We affirm our commitment to maintaining an environment that is safe and respectful, and free from harassment of all kinds, and to continuing to listen and learn. We look forward to ongoing conversations about how we can best live up to the highest moral and ethical standards in our dealings with each other.
To that end, we would also like to remind everyone of the processes in place to both prevent instances of harassment and bullying and to provide avenues for those who feel they have been harassed or bullied. Soon, all Museum staff will receive details on our required annual anti-sexual harassment training, which this year will be conducted online. Additionally, in the fall there will be outreach from the Museum’s Title IX Coordinator and Equal Opportunity Specialist, Ben Marzolf, to schedule meetings to further discuss the resources available to the Museum community and how the Museum can support and improve workplace experiences.
Finally, all members of the Museum community may contact Ben Marzolf at 212-769-5316 or firstname.lastname@example.org or call the confidential hotline at 1-800-620-5571. Taking advantage of the full spectrum of these resources is a crucial component of achieving our common goal of protecting our community.
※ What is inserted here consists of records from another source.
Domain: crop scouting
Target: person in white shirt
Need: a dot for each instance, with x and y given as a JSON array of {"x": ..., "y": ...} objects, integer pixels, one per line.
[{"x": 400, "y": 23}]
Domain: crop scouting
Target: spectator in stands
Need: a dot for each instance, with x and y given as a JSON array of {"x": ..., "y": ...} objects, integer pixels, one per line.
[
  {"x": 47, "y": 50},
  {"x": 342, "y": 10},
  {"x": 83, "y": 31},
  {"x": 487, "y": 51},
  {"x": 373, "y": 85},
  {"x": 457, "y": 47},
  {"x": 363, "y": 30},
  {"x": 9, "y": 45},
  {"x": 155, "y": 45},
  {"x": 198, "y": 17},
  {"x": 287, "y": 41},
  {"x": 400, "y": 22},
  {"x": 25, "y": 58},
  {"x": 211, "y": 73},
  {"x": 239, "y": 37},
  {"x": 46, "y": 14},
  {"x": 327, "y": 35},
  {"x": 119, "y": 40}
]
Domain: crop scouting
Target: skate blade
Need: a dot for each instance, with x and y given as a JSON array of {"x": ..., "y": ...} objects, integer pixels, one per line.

Michael Novacek, Senior Vice President and Provost
Kala Harinarayanan, Vice President of Human Resources
Several people have already commented to me about this particular passage, carefully worded to be somewhat ambiguous:
"We also recognize that an occurrence like this may raise questions about the Museum’s work environment, and the desire for more details, particularly when some individuals are publicly sharing their own perspectives and personal accounts. However, the Museum does not share details of individual investigations or personnel decisions."
Some are interpreting this, I think rightly, as a veiled admonition not to speak publicly about what has happened, including to the media. If that is wrong, perhaps museum officials can reassure museum staff that they have every right to speak out without fear of retaliation. As one researcher put it: "If Michael Cohen can write a book then victims can Tweet."
The passage also implies, as one colleague put it to me, that any experiences made public and outside the official investigation do not really count. But of course they do.
(People wanting to comment on this letter or any other aspect of this case are very welcome to use the Comments section of this blog, which is moderated. I will moderate comments as fast as I can.)
Update Sept 18, 2020:
There's likely to be important developments soon in the news coverage of this case. I hope that the issue of AMNH's accountability, or lack of it, will be raised.
Meanwhile a colleague who knows Siddall writes:
"They hired him for his reputation as a renegade in his science and his sharp critique of those with differing views that always bordered on bullying, but was hailed as clever. Turns out those traits are not restricted to his scientific writing."